Orange has become the first operator to launch end-to-end mobile IoT services in Belgium.
 
Last year, Orange launched a mobile IoT network. Its NB-IoT and LTE-M services now cover 100% of the Belgian territory making it possible for companies to start putting the IoT services in place.
 
The operator has introduced a rapid development kit and a commercial mobile IoT offer called Connected Things that provides an end-to-end service to companies who want to build and roll-out IoT services in a smart and safe way.
 
The kit is said to contain everything a user needs to develop and build prototypes and products using the IoT network. It includes six months free use of the IoT network, a microcontroller, radio module with a SIM card, and plug-and-play sensors that can measure temperature, air quality and geographical position. After six months, users can opt for a prepaid or post-paid Connected Things offer to maintain the connection.
 
Also available is the Orange Maker, which acts as an IoT application enabler, making it possible to connect hardware to the IoT network.

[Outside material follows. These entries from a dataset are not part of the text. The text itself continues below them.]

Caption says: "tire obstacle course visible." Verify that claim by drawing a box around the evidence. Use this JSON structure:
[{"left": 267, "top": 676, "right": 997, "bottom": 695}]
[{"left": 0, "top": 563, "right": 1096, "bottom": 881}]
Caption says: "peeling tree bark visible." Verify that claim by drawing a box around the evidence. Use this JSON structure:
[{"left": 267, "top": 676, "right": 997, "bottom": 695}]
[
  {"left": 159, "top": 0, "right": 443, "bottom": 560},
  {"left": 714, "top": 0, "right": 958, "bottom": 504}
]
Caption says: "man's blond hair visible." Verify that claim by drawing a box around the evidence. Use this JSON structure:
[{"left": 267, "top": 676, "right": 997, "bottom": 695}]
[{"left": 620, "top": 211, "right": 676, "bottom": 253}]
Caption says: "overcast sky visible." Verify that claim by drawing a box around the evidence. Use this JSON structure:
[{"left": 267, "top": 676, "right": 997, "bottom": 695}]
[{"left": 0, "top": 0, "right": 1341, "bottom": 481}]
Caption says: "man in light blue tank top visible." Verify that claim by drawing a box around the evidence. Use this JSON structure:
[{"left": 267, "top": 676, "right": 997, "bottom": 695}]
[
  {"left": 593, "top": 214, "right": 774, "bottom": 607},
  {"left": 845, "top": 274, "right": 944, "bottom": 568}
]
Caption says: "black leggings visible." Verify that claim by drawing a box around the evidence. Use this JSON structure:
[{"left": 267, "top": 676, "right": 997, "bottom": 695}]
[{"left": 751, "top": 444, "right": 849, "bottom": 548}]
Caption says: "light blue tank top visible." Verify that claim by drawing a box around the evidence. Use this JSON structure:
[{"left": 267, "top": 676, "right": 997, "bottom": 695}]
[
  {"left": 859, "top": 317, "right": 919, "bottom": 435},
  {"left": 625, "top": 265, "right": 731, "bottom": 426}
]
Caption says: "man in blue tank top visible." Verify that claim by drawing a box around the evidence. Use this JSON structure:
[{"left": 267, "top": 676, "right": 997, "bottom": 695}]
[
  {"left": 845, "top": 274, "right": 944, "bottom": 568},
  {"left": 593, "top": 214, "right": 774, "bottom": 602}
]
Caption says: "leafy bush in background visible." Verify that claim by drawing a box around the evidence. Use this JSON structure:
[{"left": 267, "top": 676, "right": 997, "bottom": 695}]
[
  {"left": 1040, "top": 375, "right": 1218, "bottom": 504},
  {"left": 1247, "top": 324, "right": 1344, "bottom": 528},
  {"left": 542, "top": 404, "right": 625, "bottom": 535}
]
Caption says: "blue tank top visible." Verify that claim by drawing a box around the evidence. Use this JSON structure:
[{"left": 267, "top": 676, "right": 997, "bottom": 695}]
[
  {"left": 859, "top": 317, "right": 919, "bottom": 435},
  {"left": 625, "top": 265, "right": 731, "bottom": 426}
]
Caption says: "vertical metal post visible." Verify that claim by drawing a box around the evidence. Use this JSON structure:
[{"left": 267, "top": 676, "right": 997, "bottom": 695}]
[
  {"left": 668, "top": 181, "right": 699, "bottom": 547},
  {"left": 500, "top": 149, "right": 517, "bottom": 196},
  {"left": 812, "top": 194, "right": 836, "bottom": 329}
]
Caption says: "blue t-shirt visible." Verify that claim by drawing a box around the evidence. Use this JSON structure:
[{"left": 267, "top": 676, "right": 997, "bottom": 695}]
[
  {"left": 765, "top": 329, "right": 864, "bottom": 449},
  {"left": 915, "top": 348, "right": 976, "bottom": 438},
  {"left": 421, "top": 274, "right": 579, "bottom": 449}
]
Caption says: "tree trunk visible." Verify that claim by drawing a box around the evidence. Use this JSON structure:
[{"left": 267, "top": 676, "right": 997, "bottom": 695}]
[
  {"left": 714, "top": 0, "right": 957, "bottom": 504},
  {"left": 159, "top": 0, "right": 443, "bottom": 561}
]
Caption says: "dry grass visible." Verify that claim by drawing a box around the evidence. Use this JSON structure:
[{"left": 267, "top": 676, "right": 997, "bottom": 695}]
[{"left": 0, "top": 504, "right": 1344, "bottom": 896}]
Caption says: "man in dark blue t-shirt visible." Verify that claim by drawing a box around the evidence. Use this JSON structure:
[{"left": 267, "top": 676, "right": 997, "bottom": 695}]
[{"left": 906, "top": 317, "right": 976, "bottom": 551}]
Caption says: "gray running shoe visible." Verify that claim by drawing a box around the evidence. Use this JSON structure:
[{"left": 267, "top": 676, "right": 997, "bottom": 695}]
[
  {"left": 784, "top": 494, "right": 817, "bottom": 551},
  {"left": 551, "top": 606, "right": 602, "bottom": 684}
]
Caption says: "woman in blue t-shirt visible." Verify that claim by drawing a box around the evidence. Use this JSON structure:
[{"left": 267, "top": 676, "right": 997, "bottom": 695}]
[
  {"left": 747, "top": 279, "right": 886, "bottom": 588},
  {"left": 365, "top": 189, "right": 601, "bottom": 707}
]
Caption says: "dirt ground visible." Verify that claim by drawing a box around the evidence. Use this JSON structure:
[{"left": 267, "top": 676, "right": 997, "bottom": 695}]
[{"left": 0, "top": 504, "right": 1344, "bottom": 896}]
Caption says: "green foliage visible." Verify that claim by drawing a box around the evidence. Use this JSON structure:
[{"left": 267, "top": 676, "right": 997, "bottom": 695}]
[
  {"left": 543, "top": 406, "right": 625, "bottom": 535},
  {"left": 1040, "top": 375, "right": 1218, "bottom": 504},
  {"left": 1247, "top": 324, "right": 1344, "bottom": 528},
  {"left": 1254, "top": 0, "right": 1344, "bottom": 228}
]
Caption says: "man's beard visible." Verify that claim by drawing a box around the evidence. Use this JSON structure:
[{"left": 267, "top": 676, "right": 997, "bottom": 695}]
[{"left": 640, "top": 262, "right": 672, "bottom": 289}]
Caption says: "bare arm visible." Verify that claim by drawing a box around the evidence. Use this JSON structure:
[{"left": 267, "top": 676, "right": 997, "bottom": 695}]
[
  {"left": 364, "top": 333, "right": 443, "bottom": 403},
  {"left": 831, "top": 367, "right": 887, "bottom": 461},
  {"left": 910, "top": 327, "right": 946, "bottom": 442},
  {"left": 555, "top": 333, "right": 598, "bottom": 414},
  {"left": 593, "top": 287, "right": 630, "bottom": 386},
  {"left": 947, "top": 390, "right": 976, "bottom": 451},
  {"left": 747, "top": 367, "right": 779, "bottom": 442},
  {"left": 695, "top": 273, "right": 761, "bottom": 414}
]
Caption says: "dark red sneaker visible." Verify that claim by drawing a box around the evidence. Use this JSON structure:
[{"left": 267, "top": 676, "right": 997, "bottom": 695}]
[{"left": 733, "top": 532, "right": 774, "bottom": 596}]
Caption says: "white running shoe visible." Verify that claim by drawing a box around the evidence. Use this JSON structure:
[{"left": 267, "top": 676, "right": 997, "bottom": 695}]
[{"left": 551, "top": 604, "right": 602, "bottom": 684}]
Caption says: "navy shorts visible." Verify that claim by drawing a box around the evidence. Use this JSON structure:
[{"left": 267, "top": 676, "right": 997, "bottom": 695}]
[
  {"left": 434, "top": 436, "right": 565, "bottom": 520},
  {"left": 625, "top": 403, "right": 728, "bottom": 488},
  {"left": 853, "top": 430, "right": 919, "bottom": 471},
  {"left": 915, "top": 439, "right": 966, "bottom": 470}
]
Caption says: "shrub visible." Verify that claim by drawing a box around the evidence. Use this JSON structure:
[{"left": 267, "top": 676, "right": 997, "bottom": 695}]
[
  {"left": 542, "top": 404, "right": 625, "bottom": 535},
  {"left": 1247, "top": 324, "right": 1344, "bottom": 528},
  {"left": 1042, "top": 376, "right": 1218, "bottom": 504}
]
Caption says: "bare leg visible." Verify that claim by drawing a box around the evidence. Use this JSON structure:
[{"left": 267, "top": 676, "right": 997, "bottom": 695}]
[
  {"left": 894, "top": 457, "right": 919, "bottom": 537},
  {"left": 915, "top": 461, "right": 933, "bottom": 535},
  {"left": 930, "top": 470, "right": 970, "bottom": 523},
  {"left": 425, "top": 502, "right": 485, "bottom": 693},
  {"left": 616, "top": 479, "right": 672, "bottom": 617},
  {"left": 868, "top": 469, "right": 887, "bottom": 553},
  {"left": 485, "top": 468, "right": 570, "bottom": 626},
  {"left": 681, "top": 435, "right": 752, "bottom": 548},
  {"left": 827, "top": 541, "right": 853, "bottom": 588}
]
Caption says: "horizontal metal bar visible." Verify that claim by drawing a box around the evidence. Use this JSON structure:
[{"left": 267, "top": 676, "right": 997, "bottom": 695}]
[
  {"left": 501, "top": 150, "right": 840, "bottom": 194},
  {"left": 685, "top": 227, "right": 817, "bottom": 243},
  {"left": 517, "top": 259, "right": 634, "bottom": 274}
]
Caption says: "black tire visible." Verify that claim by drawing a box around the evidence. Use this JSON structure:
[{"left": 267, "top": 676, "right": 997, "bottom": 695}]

It organises the access to the connected devices and the collected data, adds automation rules using a wizard to let those connected devices interoperate with other devices and applications through a portal, as well as SIM management and support.
 
"Our business customers were delighted to hear we offer mobile IoT on the entire Belgian territory,” said Ingrid Gonnissen, chief business officer of Orange Belgium. “Many of them prefer Orange as their connectivity partner, but together with our experts, we now made it possible to develop smart solutions together. With the end-to-end services we launch today, we can help them develop their own IoT solutions further and faster. Moreover, Orange customers who opt for our mobile IoT offers can be sure they use a future-proof network as it is fully consistent with the future evolution towards 5G. It will soon be possible to connect objects that require very high reliability, for example for the remote control of critical devices and automation processes. We are confident we can help small, medium and large enterprise in creating innovative IoT solutions that make them more productive and cost-efficient."
 
Orange added the low-power wide area (LPWA) cellular network layers in 2017. They have the capacity to connect millions of everyday objects to the IoT. In combination with the Connected Things services, users do not only get connectivity but they can also go live with their IoT services faster using an interface that immediately shows the activity of their connected objects.
 
The Connected Things offer makes use of the LPWA technologies installed last year. The battery life of the connected equipment can live longer and the cost of the radio modules inside the devices that need to be connected can be reduced.
 
The mobile IoT network enables full bidirectional communications between the object and the network allowing firmware software updates over the air. Its signal penetration inside buildings is said to be strong and in the future the connectivity abroad (roaming) on other operators' mobile IoT networks will be guaranteed.
 
To demonstrate the system, Orange Belgium turned its headquarters into a smart office connecting a plant, an office chair, parking spaces, a water tank and a meeting room to the mobile IoT network. Not only do they provide valuable data, they also talk to each other. The plant talks to its water reservoir to give it water and the water reservoir makes the office chair vibrate when it needs to be refilled.